Different brands of clay have a different feel right out of the package. Some clays are fairly hard feeling, some are quite soft. Regardless of how they feel right out of the package it is important to condition. As a general rule of thumb, the amount of manipulation to condition is gauged by the amount of manipulation it takes to blend two different colors into one color. Conditioning can be achieved by hand, or using a pasta machine.
The first Fimo Classic clay I purchased I ended up cutting it into small bits, then placing it in a pulsing small food chopper with some Quick Mix. Although more difficult to condition than soft clays, it enjoys a reputation as an excellent clay to cane with.
Fimo Soft clay, is much easier to condition.
Cernit clay was easy for me to condition right out of the package, running slices through a pasta machine. If hand conditioning, just remember the two colors into one rule.
The same was true of Premo Clay.
I’ve used a conditioning tip by Mike Wasmer for Kato Clay, and that is using a rubber mallet and my basement floor! Kato clay likes to be compressed even before running through the pasta machine and the rubber mallet works well for me. I do sandwich the clay between sheets of plastic deli wrap to keep it clean. After several times folding a pounded ‘pancake’ in half and re-pounding it conditions up nicely. If you choose to condition in this manner take care to pound from the folded edge outwards, to avoid air pockets being trapped in the clay!
However you condition, try to avoid trapping air in the clay. Trapped air will become a problem for you, so best to avoid. ; When running clay through a pasta machine, place it folded edge into the rollers, or the folded edge to one side, so air has a path of escape. If you do have air pockets in clay, (they will be visible as bumps on the surface of the clay) pierce them, compress the clay with fingers to push the air out, and/or roll through a pasta machine from the thickest setting to a much thinner setting.
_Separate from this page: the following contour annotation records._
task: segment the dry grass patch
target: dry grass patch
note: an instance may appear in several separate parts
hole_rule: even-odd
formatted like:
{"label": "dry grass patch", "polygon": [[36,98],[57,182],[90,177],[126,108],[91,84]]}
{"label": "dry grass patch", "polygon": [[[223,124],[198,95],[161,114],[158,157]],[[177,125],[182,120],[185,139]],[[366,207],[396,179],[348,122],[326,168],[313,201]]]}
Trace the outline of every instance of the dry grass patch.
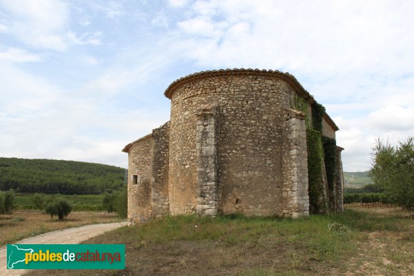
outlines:
{"label": "dry grass patch", "polygon": [[59,221],[39,210],[16,210],[11,215],[0,215],[0,245],[55,230],[119,221],[116,215],[105,213],[73,212]]}
{"label": "dry grass patch", "polygon": [[[342,226],[330,230],[334,222]],[[414,219],[406,211],[346,210],[296,220],[168,217],[85,242],[126,244],[125,270],[29,275],[414,275],[413,228]]]}

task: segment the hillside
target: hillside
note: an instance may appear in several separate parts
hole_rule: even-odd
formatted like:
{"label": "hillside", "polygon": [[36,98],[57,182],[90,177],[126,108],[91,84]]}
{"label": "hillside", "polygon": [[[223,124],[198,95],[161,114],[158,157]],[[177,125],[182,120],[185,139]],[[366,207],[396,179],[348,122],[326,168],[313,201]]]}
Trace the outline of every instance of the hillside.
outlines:
{"label": "hillside", "polygon": [[345,181],[345,187],[359,188],[367,184],[372,184],[374,182],[368,175],[369,172],[344,172],[344,178]]}
{"label": "hillside", "polygon": [[99,194],[124,184],[125,169],[75,161],[0,157],[0,190]]}

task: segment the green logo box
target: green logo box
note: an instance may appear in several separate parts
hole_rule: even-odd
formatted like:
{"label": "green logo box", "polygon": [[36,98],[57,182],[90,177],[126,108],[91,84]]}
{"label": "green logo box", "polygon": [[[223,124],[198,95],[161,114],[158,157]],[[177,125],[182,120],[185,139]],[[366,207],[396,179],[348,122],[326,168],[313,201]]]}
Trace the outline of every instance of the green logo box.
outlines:
{"label": "green logo box", "polygon": [[8,244],[8,269],[124,269],[125,244]]}

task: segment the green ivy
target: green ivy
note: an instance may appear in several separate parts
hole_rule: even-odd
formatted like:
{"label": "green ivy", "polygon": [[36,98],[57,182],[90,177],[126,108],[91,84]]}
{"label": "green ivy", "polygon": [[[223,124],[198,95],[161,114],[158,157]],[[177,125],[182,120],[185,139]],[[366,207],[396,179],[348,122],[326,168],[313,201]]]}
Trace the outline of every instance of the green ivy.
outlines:
{"label": "green ivy", "polygon": [[325,168],[326,169],[326,180],[329,190],[330,203],[333,208],[334,187],[336,177],[336,140],[333,138],[322,136],[322,145],[324,146],[324,157]]}
{"label": "green ivy", "polygon": [[309,179],[309,211],[318,213],[321,209],[318,199],[323,182],[322,166],[324,164],[324,152],[321,134],[319,131],[308,130],[306,131],[308,144],[308,177]]}
{"label": "green ivy", "polygon": [[309,110],[308,108],[308,101],[306,101],[302,97],[295,95],[295,96],[293,96],[293,99],[290,100],[290,108],[302,111],[306,115],[306,117],[305,117],[306,129],[311,128],[310,125],[309,124]]}
{"label": "green ivy", "polygon": [[325,108],[316,101],[312,105],[312,125],[313,129],[322,132],[322,117],[325,113]]}

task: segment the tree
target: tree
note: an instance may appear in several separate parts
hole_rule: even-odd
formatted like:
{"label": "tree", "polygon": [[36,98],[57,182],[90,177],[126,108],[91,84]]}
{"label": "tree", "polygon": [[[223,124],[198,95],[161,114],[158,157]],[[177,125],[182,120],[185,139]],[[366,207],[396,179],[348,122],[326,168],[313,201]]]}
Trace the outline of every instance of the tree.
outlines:
{"label": "tree", "polygon": [[395,147],[378,139],[372,150],[370,175],[375,184],[384,189],[391,202],[414,208],[414,137]]}
{"label": "tree", "polygon": [[0,191],[0,214],[10,214],[14,207],[14,191]]}
{"label": "tree", "polygon": [[45,198],[43,195],[39,193],[35,193],[31,198],[32,205],[35,209],[43,210],[43,205],[45,203]]}
{"label": "tree", "polygon": [[72,212],[72,205],[63,198],[53,198],[46,204],[45,212],[50,215],[51,219],[57,215],[59,219],[62,220]]}

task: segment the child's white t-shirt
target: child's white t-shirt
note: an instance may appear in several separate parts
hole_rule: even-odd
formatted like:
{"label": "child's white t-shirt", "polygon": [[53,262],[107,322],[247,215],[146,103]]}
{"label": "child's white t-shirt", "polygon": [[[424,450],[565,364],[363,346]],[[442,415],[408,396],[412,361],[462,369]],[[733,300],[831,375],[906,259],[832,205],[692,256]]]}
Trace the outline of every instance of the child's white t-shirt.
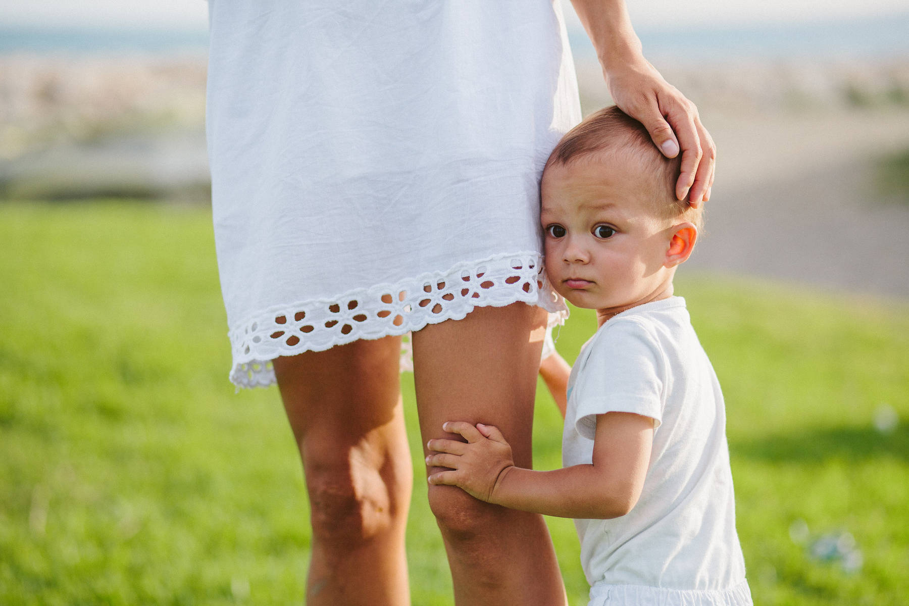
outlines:
{"label": "child's white t-shirt", "polygon": [[563,462],[592,462],[596,415],[654,420],[650,467],[626,515],[575,520],[591,603],[751,604],[716,374],[684,300],[607,321],[568,381]]}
The carefully fold and roll through to a wider setting. Air trapped in a bead can lead to cracked beads – or any other polymer clay item.
Especially while caning, it is desirable to have all clay colors used be the same consistency. Even among brands I’ve not found all colors to be created equally! If polymer clay is too soft and pliable, it can be rolled out and placed between two layers of unprinted paper. Left overnight, the clay will absorb some of the plasticiser. If the clay is too stiff, there are products available to help soften it. I personally add some translucent clay of the same brand. Translucent clays seem to be the softest of the clays offered by all the manufacturers.